Sparbuch A: Die Wirkung der Zinserhöhung droht zu verpuffen

Ist es bereits die Auswirkung der Inflation oder eine einfache Normalisierung nach zwei Ausnahmejahren an der Sparfront? Im April belief sich der Nettoeinzug von Livret A-Konten auf 1,87 Milliarden Euro, was einem Rückgang von 37 % gegenüber April 2021 entspricht, wie aus Zahlen hervorgeht, die am Donnerstag von der Caisse des dépôts et consignations veröffentlicht wurden. Zusammen mit der Sammlung des Sustainable and Solidarity Development Booklet (LDDS) beläuft sich die Sammlung auf 2,3 Milliarden Euro.

“Wir finden das Vorkrisenniveau wieder”, erklärt Philippe Crevel, Direktor des Cercle de l’Epargne. Der Monat April ist traditionell ein Sammelmonat für das Sparbuch A. Die beiden Vorjahre waren in dieser Hinsicht aussergewöhnlich. Im April 2020 waren die Auswirkungen der ersten Ausgangssperre zu spüren, die Sammlung sprang auf 5,47 Milliarden Euro für das Sparbuch A.

Im April 2021 hatten die Franzosen vor dem Hintergrund der Gesundheitskrise ihre Wollstrümpfe weiter gefüllt, aber in geringerem Maße, das Livret A brachte immer noch 2,9 Milliarden Euro ein. In diesem Jahr scheint die Kollektion daher zu einem klassischeren Trend zurückzukehren, sogar etwas niedriger als im April 2019. In diesem Monat hatte das Livret A 1,9 Milliarden Euro eingebracht.

Beflügelt durch die Zinserhöhung

Kumuliert jedoch hat der Jahrgang 2022 dem Anfang 2019 vorerst nichts zu beneiden. Dank der Vorwegnahme der Erhöhung des Vergütungssatzes der regulierten Sparkonten, der im Februar von 0,5 % auf 1 % gestiegen ist, ist das Livret A und die LDDS begannen sich im Januar zu füllen. Die Sammlung belief sich somit in den ersten vier Monaten des Jahres 2022 auf insgesamt 16,25 Milliarden Euro, verglichen mit 18,4 Milliarden im Jahr 2021, aber 12,13 Milliarden im Jahr 2019.
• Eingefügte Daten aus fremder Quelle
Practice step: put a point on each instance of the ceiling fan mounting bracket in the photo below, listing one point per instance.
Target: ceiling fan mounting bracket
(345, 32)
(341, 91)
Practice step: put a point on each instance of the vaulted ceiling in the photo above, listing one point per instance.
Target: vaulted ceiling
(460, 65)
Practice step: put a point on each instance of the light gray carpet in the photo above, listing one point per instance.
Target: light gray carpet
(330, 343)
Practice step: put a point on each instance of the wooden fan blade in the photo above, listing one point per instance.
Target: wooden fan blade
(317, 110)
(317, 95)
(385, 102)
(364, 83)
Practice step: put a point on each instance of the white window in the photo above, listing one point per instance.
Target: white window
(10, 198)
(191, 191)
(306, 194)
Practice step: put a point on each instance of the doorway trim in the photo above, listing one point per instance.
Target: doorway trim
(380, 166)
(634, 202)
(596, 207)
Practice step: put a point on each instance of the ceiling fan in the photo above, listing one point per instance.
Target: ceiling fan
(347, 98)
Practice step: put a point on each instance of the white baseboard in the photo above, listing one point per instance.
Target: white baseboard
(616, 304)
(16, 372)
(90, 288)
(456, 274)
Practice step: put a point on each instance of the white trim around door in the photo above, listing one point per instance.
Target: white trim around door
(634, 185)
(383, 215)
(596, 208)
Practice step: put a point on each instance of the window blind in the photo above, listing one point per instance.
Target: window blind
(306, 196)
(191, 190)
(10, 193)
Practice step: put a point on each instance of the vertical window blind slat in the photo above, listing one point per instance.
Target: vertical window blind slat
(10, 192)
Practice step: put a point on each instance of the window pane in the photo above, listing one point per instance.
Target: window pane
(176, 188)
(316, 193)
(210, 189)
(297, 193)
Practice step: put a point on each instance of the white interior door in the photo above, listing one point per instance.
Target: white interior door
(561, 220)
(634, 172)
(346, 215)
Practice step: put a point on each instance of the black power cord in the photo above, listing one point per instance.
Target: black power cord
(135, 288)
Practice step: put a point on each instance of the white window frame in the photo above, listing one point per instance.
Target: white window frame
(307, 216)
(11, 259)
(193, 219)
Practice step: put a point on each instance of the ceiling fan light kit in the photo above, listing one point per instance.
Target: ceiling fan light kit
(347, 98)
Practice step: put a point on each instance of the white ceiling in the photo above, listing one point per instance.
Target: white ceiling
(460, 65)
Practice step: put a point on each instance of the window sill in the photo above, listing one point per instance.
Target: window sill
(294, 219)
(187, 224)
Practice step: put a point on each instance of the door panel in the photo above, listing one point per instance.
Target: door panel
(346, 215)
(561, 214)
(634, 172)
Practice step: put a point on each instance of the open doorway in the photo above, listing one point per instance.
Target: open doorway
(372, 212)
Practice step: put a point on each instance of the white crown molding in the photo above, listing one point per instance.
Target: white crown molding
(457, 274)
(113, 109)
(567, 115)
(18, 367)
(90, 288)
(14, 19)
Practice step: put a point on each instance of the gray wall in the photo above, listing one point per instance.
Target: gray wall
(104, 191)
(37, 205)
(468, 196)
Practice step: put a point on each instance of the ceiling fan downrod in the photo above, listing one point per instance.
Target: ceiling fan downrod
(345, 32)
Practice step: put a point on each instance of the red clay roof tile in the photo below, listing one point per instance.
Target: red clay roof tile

Die gesamten ausstehenden Livret A- und LDDS-Bestände beliefen sich somit Ende April 2022 auf 485,9 Milliarden Euro.

Doch ist der „Rate-Hike“-Effekt bereits erschöpft? „Es verblasste etwas schneller als sonst, in zwei Monaten“, erkannte Philippe Crevel. In der Regel hält die Wirkung drei bis vier Monate an.“

Angesichts einer galoppierenden Inflation von 4,8 % im April könnten französische Haushalte versucht sein, auf ihre Ersparnisse zurückzugreifen, um ihren Lebensstandard zu halten. So geschah es nach den Ölkrisen in den 1980er Jahren: Bisher haben die INSEE-Indikatoren gezeigt, dass ein großer Teil der Franzosen ihre Vorsorgeeinlagen haben wollte.

„Im Moment greifen sie nicht auf ihre Ersparnisse zurück, auch wenn sie eher zum Fasten neigen“, unterstützt Philippe Crevel, für den die zweite Hälfte eine ganz andere Zeit werden dürfte. Zwischen Inflation und steigenden Ausgaben zur Finanzierung des Sommerurlaubs planen regulierte Sparkonten im Gegenteil zu schmelzen.

Abgesehen von einer weiteren Zinserhöhung am 1äh August, was durch den Anstieg der Inflation gerechtfertigt wäre. „Wenn der Satz auf 1,8 % oder 2 % angehoben wird, könnte sich die Sammlung in der zweiten Jahreshälfte erholen“, sagte der Experte. Eine Frage, die sich sehr schnell für die neue Regierung stellen wird, die allerdings die Balance zwischen Sparen und Konsum im Auge behalten muss. Im ersten Quartal ging er um 1,3 % zurück.